「健康度」データによる一大ビジネスは動き出すか

写真拡大

 経済産業省は、ウエアラブルデバイスを用いて取得した個人の健康情報を基に、健康に良い生活や運動習慣への変化を促す研究事業を2018年1月にも始める。企業保険者などに協力してもらい、17年中に参加者(被験者)を募集・登録し、2000人程度を対象に実施する方針。その際に先行研究で有意な効果が示唆されたアプリケーション(応用ソフト)を用いる。科学的に根拠のあるデータ(エビデンス)として活用し、個人の行動変化を促すビジネスモデルの創出を目指す。

 構想として、参加者はウエアラブルデバイス、IoT(モノのインターネット)デバイスによって歩数や活動量、体重、血圧を毎日測定し、3カ月ごとの血液検査を行う。参加者の条件は、糖尿病の診断指標である「HbA1c」が6・0%以上、8・9%以下であることや、日常的にスマートフォンを使用していること、20歳以上75歳未満であることなどの点で詰めている。

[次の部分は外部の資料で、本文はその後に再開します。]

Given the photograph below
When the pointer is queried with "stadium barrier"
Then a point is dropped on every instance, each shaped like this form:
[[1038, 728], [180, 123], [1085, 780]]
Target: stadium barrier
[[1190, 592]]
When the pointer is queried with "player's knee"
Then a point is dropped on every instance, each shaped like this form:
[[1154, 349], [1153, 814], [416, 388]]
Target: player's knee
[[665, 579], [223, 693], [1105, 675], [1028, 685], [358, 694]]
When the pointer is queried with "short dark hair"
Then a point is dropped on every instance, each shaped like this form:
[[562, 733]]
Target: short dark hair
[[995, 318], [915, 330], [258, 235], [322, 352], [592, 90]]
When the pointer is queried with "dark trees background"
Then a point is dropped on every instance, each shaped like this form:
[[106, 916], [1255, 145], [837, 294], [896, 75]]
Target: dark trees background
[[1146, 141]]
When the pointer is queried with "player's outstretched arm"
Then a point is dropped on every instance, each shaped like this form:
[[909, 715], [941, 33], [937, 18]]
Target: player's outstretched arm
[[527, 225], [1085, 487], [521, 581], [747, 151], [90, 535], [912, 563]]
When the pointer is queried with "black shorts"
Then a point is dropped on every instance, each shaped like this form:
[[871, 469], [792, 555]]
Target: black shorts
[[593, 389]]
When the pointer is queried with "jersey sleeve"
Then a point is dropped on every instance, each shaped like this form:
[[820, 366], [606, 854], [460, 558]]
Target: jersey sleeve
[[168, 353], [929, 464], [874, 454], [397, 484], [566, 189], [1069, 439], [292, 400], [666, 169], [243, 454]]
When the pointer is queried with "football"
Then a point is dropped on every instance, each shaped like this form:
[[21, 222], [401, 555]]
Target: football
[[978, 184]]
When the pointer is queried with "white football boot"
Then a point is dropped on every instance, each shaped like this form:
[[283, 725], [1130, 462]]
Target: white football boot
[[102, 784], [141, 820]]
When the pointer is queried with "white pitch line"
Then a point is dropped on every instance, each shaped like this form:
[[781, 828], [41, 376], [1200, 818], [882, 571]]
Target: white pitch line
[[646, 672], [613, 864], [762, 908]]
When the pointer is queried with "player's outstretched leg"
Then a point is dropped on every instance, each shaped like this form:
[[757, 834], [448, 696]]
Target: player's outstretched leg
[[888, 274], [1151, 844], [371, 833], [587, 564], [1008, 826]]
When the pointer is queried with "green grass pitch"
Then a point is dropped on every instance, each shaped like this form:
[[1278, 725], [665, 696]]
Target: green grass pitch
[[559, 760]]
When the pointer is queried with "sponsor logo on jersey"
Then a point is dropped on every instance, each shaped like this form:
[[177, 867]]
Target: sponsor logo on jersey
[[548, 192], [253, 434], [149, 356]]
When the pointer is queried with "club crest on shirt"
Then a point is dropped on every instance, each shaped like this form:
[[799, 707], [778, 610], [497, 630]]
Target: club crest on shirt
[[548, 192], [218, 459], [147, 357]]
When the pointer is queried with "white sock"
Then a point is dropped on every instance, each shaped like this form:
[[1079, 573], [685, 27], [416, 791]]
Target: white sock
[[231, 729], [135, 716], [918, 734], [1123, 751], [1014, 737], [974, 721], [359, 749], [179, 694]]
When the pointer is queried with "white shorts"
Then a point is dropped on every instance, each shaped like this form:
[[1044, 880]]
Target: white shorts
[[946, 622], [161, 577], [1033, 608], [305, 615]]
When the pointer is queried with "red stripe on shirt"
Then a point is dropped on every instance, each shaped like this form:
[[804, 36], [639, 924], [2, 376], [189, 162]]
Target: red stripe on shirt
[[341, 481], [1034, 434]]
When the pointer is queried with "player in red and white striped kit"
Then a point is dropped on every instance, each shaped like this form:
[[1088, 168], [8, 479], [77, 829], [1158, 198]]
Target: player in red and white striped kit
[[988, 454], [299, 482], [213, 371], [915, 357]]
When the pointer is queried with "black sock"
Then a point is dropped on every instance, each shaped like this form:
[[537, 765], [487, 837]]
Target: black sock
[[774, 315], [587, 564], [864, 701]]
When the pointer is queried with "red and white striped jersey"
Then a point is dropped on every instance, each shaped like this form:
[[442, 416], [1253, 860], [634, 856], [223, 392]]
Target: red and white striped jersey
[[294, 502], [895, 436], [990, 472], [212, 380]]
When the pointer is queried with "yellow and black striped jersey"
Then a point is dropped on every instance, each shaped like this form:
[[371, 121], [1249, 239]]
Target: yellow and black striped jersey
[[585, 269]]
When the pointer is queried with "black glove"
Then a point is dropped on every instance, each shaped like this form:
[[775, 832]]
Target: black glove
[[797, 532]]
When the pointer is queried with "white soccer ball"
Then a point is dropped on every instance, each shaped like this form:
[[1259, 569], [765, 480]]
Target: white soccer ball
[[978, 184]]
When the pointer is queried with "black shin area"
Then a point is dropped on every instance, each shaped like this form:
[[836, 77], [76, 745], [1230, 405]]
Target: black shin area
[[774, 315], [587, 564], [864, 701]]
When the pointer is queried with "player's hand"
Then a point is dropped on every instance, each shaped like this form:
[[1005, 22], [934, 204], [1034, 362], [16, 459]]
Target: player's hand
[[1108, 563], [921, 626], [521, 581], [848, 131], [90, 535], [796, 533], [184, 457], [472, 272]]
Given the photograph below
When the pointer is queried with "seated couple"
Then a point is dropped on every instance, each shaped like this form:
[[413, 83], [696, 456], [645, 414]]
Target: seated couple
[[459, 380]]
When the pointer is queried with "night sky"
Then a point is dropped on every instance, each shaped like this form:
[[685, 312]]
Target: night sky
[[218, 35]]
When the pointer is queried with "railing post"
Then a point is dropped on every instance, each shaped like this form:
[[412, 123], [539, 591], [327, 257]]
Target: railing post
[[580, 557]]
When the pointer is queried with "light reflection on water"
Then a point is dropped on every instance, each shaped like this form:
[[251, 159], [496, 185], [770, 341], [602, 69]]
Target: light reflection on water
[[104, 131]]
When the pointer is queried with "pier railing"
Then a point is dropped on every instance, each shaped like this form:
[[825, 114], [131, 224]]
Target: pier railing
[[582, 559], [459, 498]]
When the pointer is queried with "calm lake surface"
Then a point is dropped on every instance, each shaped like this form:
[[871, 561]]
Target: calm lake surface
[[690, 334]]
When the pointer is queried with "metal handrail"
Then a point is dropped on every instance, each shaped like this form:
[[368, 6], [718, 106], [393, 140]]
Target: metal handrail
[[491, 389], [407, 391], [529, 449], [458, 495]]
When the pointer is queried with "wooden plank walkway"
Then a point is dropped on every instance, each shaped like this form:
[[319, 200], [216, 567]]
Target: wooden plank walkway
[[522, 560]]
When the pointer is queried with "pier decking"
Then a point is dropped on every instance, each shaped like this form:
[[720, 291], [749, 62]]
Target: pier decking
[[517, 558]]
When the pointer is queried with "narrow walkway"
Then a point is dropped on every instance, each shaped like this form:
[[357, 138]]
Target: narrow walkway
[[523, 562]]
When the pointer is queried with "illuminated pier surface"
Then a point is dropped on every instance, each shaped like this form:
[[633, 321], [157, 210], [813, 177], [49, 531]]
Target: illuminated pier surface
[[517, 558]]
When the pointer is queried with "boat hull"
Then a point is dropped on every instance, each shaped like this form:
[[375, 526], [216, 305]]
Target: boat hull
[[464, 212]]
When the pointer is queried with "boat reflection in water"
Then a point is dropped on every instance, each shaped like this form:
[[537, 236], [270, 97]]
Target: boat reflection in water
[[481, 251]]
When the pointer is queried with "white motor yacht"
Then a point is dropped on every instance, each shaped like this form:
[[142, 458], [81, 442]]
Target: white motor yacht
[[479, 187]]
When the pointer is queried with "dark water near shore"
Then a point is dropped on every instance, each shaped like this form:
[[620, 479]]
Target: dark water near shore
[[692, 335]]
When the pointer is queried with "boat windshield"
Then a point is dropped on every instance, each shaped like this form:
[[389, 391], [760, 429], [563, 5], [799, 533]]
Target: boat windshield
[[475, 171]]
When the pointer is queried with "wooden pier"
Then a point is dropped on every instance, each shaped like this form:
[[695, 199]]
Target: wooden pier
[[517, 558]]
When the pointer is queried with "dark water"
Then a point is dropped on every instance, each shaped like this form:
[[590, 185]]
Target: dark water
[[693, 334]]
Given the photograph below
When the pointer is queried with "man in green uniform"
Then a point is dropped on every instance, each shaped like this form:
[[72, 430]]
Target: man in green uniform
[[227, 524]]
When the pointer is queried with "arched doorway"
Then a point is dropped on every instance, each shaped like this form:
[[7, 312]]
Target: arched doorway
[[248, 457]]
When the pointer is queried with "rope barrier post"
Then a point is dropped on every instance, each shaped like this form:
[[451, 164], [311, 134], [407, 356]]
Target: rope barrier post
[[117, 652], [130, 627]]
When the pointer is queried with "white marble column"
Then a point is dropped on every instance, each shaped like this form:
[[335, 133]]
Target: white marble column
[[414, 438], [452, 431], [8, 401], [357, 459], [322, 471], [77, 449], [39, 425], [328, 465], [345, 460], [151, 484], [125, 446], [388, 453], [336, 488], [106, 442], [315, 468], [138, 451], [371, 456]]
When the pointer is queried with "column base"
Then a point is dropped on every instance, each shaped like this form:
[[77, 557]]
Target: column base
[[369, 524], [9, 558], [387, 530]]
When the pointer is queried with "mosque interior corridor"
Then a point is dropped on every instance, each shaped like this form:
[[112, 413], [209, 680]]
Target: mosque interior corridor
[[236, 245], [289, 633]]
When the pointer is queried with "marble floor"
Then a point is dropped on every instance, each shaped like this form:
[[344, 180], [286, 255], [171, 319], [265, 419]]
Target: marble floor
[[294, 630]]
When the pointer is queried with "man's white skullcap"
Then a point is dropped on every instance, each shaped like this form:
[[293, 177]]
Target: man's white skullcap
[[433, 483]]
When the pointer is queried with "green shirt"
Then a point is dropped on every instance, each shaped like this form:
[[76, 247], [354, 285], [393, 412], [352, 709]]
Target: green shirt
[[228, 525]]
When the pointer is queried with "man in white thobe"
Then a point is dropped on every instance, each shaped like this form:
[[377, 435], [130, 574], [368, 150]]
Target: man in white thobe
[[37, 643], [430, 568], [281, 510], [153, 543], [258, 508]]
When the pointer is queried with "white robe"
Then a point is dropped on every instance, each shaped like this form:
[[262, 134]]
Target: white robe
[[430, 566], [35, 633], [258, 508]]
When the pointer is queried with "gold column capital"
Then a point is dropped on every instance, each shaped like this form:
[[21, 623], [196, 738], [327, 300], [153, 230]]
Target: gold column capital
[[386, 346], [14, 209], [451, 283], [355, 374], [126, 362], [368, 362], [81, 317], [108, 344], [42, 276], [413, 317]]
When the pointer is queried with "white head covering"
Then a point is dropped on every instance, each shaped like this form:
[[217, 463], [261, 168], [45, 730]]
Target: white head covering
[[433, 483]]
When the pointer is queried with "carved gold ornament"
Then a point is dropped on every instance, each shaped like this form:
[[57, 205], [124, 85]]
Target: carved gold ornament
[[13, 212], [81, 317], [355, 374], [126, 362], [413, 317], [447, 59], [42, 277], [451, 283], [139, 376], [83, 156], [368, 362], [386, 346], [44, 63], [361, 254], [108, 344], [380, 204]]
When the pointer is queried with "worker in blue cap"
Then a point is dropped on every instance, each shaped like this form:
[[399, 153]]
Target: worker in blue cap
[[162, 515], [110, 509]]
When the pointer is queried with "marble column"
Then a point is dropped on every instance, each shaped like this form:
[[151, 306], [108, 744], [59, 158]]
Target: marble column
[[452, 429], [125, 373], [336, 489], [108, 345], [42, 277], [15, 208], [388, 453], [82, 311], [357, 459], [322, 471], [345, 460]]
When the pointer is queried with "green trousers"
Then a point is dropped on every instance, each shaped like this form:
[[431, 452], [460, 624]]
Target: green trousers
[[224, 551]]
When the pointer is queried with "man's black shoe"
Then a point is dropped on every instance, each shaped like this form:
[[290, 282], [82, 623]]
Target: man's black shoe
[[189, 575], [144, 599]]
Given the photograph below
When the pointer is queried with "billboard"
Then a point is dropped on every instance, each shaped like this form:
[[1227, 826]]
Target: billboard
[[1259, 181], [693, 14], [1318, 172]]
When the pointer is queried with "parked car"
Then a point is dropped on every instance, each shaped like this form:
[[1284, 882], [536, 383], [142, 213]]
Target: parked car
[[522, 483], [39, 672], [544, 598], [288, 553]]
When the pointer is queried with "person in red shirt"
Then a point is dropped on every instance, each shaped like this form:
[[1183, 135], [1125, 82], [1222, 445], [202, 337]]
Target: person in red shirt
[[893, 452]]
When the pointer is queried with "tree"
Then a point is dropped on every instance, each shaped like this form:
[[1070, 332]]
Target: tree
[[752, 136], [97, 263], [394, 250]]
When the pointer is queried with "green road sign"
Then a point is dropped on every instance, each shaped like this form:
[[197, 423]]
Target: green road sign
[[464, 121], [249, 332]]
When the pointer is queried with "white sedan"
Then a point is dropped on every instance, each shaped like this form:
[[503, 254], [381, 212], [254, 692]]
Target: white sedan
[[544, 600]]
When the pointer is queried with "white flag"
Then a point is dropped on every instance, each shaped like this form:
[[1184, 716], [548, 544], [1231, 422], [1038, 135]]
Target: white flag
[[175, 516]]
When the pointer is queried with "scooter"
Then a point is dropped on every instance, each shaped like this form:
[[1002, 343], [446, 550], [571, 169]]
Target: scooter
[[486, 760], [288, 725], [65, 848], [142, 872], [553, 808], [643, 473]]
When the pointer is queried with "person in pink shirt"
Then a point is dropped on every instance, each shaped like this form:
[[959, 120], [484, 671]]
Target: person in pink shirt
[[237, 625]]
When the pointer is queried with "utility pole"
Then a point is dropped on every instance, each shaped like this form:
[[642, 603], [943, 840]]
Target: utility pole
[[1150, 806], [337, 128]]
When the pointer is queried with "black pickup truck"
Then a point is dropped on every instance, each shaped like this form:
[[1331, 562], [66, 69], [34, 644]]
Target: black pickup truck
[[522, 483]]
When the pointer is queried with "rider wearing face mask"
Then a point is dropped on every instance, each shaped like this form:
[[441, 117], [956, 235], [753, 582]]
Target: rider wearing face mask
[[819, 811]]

 実施の際には、先行研究で健康状態の改善に有意な効果を発揮することが示唆された「七福神アプリ」を活用する。同アプリを活用したグループでは、「HbA1c」について、投薬治療なしの被験者の平均値が「6・99」だったのが「6・43」へ改善する結果が得られたという。

 同アプリは、七福神に見立てた7種類のキャラクターが登場し、取得した歩数などのデータを基に行動変化を促すメッセージを個人のスマートフォンに配信する仕組み。

 これまでの先行研究の取り組みは約1年だった。このため今回の取り組みは、3年程度を予定している。